Dr W. Wallace Fritz, MD, ND, DDS, DO, was elected Dean and through his studies and endeavours the school up until 1919, was one of the foremost Drugless Therapy colleges in the country. Dr Fritz not only defined the name “Neuropathy”, but contributed to changing the philosophy, pathology and method of examination and diagnosis, and gave Neuropathy a defined working curriculum.

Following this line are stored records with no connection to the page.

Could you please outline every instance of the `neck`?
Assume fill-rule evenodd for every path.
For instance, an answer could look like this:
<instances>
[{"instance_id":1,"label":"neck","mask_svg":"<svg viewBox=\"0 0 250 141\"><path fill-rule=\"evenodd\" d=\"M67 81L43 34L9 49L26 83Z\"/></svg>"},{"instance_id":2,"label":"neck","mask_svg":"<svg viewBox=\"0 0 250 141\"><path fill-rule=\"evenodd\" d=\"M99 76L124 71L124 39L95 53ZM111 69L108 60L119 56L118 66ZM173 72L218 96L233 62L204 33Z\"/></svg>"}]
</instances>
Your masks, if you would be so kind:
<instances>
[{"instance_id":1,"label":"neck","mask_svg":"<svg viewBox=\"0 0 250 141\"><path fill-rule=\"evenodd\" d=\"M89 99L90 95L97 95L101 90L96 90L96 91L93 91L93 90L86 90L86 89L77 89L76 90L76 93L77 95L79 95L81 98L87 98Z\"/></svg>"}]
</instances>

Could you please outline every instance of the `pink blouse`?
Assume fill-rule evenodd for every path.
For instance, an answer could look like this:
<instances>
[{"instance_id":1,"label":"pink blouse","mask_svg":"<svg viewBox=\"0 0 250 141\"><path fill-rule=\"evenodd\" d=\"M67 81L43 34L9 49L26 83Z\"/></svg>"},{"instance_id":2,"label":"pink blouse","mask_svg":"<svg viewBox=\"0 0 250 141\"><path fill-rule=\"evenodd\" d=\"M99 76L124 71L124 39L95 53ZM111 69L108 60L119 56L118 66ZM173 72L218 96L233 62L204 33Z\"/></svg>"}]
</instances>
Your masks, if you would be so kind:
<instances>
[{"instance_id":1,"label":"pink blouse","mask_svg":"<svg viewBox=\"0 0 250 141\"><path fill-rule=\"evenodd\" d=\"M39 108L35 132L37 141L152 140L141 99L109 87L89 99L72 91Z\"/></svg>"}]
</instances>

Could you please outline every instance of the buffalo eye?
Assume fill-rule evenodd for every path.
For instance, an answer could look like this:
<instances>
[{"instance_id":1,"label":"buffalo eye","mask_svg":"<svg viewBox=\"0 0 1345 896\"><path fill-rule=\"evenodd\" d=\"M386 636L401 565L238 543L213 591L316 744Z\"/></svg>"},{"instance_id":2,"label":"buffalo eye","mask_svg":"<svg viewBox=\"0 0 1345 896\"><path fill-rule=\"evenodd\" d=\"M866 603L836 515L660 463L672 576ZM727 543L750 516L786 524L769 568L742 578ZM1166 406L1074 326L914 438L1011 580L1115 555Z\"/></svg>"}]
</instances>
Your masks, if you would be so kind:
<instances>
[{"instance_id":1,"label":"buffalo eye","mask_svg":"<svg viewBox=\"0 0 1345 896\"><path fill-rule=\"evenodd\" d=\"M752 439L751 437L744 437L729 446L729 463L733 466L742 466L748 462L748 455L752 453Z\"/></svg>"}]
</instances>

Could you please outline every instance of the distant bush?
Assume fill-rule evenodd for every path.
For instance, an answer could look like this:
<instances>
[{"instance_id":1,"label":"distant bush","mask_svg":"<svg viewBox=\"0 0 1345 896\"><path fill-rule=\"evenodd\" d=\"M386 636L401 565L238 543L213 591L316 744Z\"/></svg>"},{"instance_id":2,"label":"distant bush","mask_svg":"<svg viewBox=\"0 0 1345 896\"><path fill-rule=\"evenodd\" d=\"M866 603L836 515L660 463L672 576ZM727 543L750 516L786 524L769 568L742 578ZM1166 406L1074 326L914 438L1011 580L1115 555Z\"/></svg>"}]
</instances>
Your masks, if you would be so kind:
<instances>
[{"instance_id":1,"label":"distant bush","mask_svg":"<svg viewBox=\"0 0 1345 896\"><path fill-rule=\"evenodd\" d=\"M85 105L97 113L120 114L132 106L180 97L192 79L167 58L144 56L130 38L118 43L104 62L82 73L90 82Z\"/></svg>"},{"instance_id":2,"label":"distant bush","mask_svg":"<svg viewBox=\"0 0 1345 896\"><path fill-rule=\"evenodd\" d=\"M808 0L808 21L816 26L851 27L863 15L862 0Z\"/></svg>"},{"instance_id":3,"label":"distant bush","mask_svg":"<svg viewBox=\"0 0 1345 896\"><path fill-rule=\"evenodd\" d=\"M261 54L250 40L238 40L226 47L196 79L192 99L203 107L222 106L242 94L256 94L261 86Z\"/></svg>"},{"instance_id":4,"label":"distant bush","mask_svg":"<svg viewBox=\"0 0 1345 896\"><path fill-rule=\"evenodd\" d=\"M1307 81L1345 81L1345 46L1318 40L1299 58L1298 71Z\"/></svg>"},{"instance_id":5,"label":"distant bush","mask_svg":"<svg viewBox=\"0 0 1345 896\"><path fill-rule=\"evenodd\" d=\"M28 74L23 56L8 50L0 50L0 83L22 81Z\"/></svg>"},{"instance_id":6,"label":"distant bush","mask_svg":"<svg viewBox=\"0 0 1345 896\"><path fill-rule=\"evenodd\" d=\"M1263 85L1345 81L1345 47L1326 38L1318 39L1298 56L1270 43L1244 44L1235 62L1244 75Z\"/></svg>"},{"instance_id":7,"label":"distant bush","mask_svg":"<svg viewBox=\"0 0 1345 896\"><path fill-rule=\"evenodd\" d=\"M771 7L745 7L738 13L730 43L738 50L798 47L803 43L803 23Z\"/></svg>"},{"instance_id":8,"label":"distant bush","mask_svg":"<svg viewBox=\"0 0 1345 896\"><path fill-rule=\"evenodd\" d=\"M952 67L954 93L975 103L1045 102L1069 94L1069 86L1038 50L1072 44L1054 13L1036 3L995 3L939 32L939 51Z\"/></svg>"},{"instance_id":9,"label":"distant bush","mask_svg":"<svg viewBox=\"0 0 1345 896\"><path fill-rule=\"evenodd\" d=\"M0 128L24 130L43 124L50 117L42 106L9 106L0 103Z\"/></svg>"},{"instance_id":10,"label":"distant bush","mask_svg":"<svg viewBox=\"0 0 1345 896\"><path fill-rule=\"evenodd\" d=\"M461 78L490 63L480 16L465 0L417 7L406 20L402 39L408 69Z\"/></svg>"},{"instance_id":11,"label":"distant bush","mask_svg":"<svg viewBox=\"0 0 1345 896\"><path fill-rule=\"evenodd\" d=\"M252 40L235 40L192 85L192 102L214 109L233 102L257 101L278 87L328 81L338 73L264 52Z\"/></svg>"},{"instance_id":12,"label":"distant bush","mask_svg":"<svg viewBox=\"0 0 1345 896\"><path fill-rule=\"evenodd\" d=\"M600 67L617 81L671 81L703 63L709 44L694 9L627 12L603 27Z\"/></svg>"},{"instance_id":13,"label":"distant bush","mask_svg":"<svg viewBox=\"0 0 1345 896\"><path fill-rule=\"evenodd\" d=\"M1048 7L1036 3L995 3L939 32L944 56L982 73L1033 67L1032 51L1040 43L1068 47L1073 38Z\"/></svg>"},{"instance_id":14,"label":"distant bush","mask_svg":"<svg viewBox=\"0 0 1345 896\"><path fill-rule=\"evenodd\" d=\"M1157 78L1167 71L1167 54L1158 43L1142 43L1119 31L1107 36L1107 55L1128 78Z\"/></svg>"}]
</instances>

Philadelphia College of Neuropathy
Dr Thomas T. Lake, ND, DC (1882-1950) a Neuropath and Chiropractor with a good working relation with both Osteopathic and Medical physicians, for most of his clinical professional careerer of three decades of clinical practice in Philadelphia. He promoted the work of two Philadelphia Physicians, Dr John C. Arnold, MD and Dr W. Wallace Fritz, MD whose work served as the foundations of Mechano-Neural Therapy and later correctly placed and totally absorbed by Neuropathy. The Philadelphia College of Neuropathy, organized in 1922 by Dr. Thomas T. Lake, ND, DC, followed the pattern of the American College of Neuropathy, having it broadened its teachings in several subjects. It was under adverse circumstances both schools were forced to close. The American College of Neuropathy was struck by the event of World War I, when nearly the whole student body left for the Service. The Colleges of Neuropathy required a full four-year course with dissection and other laboratory requirements. The competition of short-term schools was too great, and the American College of Neuropathy has been turned into a Post Graduate School.
Motto: "Take Off The Pressure"
Leading Thought: "Freedom"
"The term Neuropathy literally means, Nerve pain, and as applied to the treatment of disease, means the relief of Nerve pain." - Dr Andrew P. Davis in "Neuropathy Illustrated" 1915.
Coordination of Nerve Forces
The Coordination of Nerve Forces as a Key Concept of Neuropathy
"The discovery of these two divisions of the nervous system - Cerebrospinal and Sympathetic - opened up a new field for study, and let in a flood of light upon the question of the causes of the various conditions known as disease - pathological conditions.
Some conditions are traceable to a disturbance in some way of one or both of these systems of nerves which we denominate the positive and the negative forces of life.
Without the coordination of these forces, the whole system is in a state of unbalance, is out of harmony with itself; and however slight the discrepancy, there is always to be found the cause in one or the other of these different divisions of the nervous system, and that, when righted, united, the effects then perceivable cease at once." - Dr A.P. Davis, Founder of Neuropathy in “Neuropathy: The New Science of Drugless Healing Amply Illustrated and Explained” page 36, 1909.
Neuropathic Treatment its aims is to work with, and in conjunction with, those of the Sympathetic Nerve System of the body.